От собственно парикмахерской осталось всего ничего: жестяные цапки (раньше державшие табличку на двери, а теперь сплющенные молотком), дощатая табуретка с отверстием в сиденьи (отверстие в виде полумесяца) и опасная бритва, которой маляры, вероятно, скребли обляпанные окна: она была в кухне на подоконнике, в стакане со шпатлевкой. Стакан Лев Николаевич выбросил. Цапки просто не замечал. А табуретку – чтоб куда-то девать – надо было куда-то нести и идти с табуреткой, поэтому табуретку Фомин оставил где стояла, возле ванны. И когда мылся, клал на нее грязное белье, так как не знал, зачем именно в сиденьях выпиливают полумесяцы и как их потом используют.
Бриться же он начинал сразу после еды.
Он говорил:
– Чу-чу.
Или – короче:
– Чу…
И шел бриться.
Проще всего заявить так: Фомин брился по вечерам, поскольку делал это очень тщательно. Минут сорок или пятьдесят. А утром такого времени, естественно, не имел.

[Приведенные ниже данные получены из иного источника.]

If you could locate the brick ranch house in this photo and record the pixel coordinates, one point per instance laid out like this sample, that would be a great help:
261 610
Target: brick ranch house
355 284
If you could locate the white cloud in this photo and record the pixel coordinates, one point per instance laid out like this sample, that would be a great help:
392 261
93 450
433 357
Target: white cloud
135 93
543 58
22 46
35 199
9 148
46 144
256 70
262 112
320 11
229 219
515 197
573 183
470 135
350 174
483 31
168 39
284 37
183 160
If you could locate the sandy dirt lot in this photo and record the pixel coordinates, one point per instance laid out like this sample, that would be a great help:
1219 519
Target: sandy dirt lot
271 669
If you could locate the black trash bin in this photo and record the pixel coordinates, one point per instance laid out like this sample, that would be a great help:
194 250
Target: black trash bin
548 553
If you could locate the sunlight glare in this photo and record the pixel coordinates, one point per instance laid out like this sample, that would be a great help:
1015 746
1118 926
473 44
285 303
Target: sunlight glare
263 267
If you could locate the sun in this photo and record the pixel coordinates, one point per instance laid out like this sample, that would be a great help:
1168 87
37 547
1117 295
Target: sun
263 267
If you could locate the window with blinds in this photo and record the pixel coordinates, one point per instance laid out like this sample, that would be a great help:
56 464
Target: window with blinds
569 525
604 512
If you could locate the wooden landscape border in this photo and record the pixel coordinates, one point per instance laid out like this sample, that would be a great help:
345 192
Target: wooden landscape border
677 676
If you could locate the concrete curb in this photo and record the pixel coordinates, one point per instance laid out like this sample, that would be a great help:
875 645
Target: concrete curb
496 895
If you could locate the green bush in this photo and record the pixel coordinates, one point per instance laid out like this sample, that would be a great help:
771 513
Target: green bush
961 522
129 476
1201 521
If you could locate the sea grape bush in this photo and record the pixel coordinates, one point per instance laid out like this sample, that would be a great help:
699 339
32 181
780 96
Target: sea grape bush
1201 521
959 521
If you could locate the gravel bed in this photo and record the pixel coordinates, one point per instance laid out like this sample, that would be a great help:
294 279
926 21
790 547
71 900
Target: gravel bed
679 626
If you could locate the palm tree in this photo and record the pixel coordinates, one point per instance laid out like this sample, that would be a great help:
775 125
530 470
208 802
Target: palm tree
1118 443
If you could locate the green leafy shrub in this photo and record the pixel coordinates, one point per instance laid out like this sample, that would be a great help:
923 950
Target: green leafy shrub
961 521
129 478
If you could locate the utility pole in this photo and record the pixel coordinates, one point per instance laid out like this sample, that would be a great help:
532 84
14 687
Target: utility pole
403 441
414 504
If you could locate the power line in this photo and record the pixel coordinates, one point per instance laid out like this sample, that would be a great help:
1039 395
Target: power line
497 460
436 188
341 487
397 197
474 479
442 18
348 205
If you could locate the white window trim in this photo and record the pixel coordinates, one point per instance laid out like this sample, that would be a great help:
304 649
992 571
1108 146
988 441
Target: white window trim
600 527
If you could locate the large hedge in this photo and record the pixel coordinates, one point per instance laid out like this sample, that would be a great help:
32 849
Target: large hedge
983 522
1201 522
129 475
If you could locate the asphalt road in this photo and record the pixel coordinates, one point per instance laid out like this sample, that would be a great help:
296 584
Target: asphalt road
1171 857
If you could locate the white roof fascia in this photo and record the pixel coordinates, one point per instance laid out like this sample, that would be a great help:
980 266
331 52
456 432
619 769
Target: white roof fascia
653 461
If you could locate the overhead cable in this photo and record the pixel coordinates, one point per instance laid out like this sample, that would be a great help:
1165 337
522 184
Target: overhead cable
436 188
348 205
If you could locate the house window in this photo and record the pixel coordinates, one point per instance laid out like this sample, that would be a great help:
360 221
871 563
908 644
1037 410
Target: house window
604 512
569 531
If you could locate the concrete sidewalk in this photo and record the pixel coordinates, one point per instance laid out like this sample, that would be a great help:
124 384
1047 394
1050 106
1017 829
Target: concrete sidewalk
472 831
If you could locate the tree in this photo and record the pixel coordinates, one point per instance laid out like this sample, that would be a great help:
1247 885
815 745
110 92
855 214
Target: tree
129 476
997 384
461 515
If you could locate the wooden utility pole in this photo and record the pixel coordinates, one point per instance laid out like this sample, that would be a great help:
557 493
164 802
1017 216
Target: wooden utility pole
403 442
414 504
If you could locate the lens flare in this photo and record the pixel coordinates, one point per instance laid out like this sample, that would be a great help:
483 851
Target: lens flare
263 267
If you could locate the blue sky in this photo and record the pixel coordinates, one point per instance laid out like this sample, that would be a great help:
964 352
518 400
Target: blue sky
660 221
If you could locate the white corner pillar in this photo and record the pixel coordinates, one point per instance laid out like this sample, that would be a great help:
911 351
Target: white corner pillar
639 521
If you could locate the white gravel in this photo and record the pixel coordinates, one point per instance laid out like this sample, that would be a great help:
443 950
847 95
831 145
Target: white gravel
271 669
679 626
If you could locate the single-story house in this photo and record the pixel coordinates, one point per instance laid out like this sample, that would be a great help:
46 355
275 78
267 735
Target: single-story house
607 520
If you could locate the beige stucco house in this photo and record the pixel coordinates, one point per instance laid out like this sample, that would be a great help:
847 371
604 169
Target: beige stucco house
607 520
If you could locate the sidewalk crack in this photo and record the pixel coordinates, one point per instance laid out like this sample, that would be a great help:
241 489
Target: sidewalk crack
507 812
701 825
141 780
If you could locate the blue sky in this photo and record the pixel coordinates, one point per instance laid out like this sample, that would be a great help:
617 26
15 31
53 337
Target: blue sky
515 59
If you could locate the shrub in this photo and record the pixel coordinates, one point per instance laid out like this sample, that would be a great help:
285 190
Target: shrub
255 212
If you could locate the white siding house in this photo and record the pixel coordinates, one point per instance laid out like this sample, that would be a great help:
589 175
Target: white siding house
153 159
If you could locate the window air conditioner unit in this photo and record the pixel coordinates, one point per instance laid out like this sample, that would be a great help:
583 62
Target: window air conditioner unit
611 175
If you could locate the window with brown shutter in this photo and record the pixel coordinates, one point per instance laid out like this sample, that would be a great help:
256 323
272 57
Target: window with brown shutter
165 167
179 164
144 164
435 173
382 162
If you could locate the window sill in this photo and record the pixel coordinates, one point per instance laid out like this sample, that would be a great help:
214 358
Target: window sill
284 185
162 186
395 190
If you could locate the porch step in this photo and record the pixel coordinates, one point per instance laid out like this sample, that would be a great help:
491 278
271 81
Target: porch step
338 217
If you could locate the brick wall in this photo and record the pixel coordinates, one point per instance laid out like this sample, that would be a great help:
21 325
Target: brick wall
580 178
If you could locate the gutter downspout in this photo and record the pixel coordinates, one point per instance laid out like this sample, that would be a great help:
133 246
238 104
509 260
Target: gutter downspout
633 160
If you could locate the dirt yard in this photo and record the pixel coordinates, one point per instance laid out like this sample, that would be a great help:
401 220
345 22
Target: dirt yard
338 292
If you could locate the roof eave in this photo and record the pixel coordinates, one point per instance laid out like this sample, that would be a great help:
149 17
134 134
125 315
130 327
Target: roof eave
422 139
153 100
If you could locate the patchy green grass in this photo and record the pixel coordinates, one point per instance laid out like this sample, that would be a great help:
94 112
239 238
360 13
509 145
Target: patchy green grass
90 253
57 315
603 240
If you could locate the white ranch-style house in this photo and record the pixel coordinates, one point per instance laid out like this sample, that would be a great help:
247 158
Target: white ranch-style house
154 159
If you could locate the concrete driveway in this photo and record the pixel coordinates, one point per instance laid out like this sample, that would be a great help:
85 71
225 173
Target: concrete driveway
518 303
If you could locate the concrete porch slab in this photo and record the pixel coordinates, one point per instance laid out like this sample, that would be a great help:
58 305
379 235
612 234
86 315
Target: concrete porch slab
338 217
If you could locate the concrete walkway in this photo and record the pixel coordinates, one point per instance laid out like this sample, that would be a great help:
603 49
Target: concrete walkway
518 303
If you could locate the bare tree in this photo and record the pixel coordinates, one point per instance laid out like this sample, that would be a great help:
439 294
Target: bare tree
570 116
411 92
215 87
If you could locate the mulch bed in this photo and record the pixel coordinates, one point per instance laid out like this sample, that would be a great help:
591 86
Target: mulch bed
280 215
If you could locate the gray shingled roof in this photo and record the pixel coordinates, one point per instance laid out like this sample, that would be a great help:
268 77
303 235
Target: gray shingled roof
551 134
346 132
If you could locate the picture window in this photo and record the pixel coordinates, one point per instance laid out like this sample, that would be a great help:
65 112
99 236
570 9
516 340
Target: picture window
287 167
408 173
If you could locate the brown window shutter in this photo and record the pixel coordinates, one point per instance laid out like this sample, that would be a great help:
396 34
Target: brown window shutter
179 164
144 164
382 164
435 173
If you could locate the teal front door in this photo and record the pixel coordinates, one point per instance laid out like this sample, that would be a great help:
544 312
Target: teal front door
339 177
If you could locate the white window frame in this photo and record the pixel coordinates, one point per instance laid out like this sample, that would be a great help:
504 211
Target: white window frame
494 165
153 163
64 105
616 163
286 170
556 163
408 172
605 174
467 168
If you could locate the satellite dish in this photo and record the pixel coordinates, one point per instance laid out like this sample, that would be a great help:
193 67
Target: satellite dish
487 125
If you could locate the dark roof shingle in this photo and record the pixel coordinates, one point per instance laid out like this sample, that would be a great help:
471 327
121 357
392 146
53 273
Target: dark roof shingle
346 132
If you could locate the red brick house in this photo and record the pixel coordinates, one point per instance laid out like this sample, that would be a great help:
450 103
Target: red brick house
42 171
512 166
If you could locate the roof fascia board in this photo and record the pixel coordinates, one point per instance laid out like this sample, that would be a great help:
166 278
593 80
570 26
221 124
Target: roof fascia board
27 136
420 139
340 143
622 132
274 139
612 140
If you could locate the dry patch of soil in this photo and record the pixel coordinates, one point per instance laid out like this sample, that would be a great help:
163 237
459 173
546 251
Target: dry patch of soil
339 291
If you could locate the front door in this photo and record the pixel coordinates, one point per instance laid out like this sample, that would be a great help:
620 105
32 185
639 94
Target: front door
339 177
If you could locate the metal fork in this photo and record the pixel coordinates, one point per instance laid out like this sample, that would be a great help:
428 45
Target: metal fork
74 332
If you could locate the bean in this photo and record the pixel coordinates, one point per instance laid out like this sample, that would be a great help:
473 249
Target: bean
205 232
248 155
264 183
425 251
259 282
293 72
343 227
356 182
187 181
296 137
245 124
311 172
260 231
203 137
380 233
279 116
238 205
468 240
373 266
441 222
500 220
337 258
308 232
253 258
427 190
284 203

Вряд ли это будет вся правда. Но выйдет по крайней мере деликатней, чем подробный рассказ про то, как Фомин от нечего делать с неделю ковырял найденную бритву напильником, а потом как-то весной по пути с работы взял и купил новую, довел на ремешке от брюк и попробовал бриться – сперва на руке, за часами, а затем на правой половине лица. С тех пор вместо полноценных усов он носил усики, кое-как уравняв обе стороны уже под утро и еще много вечеров подряд бросаясь прямо от дверей к трюмо, откуда разом – иногда в шапках – выскакивали пять-шесть возбужденных бухгалтеров с бритвами в руках и девической бровью под носом.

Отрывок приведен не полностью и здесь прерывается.